Listen as Eusebius quotes from the writings of an unknown Christian author (see if you notice any similarities between the heretics of the early Church and the heretics of the Reformation):
"For they say that all the early teachers and the apostles received and taught what they now declare, and that the truth of the Gospel was preserved until the times of Victor, who was the thirteenth bishop of Rome from Peter, but that from his successor, Zephyrinus, the truth had been corrupted.Also notice how he (unknown second century author) pins orthodoxy on the bishop of Rome. He clearly takes for granted that the faithfulness of the Church's doctrine is centered on the bishop of Rome (specifically because he is succeeded from Peter). The heretics are teaching a false doctrine (the heresy of Artemon - Jesus was an ordinary man) and to give credence to their doctrine, they try to show that the ancient Church found in the New Testament preserved this doctrine even up until very recently (Pope Victor).
It's interesting to note that they hinge the teaching authority of the Church on the pope (surprise surprise) but the point of interest which grabs my attention is that they are trying to validate their claims by pretending they are ancient. This is precisely what Protestants tend to do by trying to show that the early fathers were Protestants or that Paul was a semi-rebellious apostle - forging his new brand of gentile-friendly, faith-alone Christianity. They claim that the Church preserved this faithfulness for a while, but eventually went astray. (Exactly what the heretics in the second century were claiming). If we forget the fact that all currently known written history contradicts this, we still have another big problem. I love what Eusebius says next:
And what they say might be plausible, if first of all the Divine Scriptures did not contradict them.Bingo. I started thinking about this the other day. Many Protestants say they reject the Catholic Church (at least in part) because the Catholic Church contradicts Scripture. Now, if in my estimation, I came across a 'church' that contradicted Scripture, I too would reject it. But the Church doesn't. And even if I thought it did, here's the problem again; who decides who's contradicting Scripture? It's really only my own personal interpretation of Scripture that they reject.
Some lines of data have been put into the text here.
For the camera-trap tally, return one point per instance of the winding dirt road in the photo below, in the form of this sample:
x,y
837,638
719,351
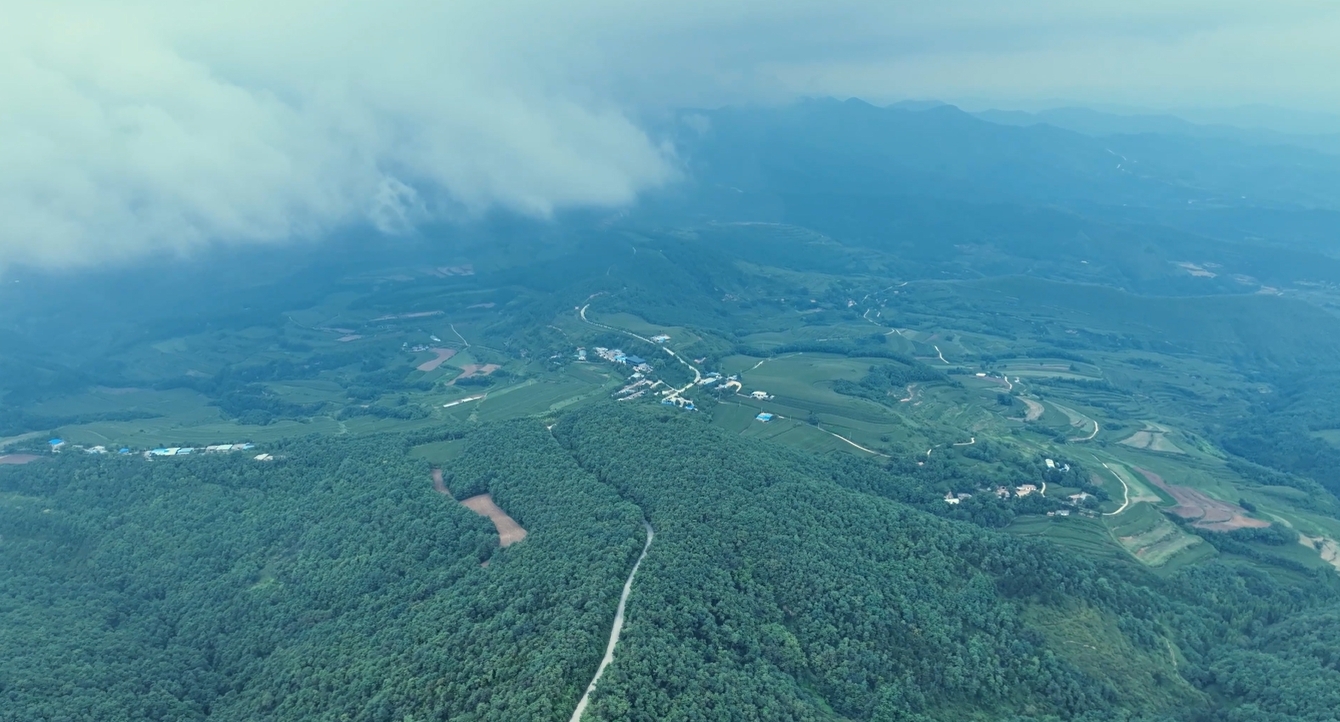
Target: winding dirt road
x,y
615,630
So what if I'm wrong? It is an objective fact and not even worth arguing that universally-accepted Protestant readings of certain Scriptures are more contradictory than any Catholic interpretation of any verse.
James 2:24 - NIV - "You see that a person is justified by what he does and not by faith alone."
Protestants: "A person is justified by faith alone"
Mark 12:26-27 - NIV - "Now about the dead rising—have you not read in the book of Moses, in the account of the bush, how God said to him, 'I am the God of Abraham, the God of Isaac, and the God of Jacob? He is not the God of the dead, but of the living. You are badly mistaken!"
Protestants: "Asking dead saints to pray for you is wrong because it amounts to necromancy"
Just two quick examples to which Protestants have no good answer for. And the verses that they allege the Catholic Church to be in contradiction with can be and have been easily refuted.
When I studied the Scriptures on my own, I came up with some real problems with what I read in Scripture and what my Protestant leaders had taught me. Their interpretations simply didn't fit with the text. When I found that the Catholic Church answered all of these problems seamlessly - it was a no-brainer. But what if I had some really dumb ways of interpreting Scripture and by this defect painlessly came to agree with the 2000 year old Church? Perhaps the Protestants got it right - the Church did contradict Scripture and I'm just not able to see it...Not likely... In fact, the very opposite is true. Those who hold to "Scripture alone" consistently contradict Scripture.
So I again need to point out - it's not about contradicting Scripture - never has been never will be. Protestants do not have a higher view of Scripture than Catholics (if anything a lower) but use the "Bible alone" card to justify their personal authoritative interpretation on doctrinal issues over the bishop of Rome.
Even if some newly re-worked version of 'sola scriptura' was true, the Catholic Church would be the only body with legitimate claim on authoritative interpretation - certainly not myself.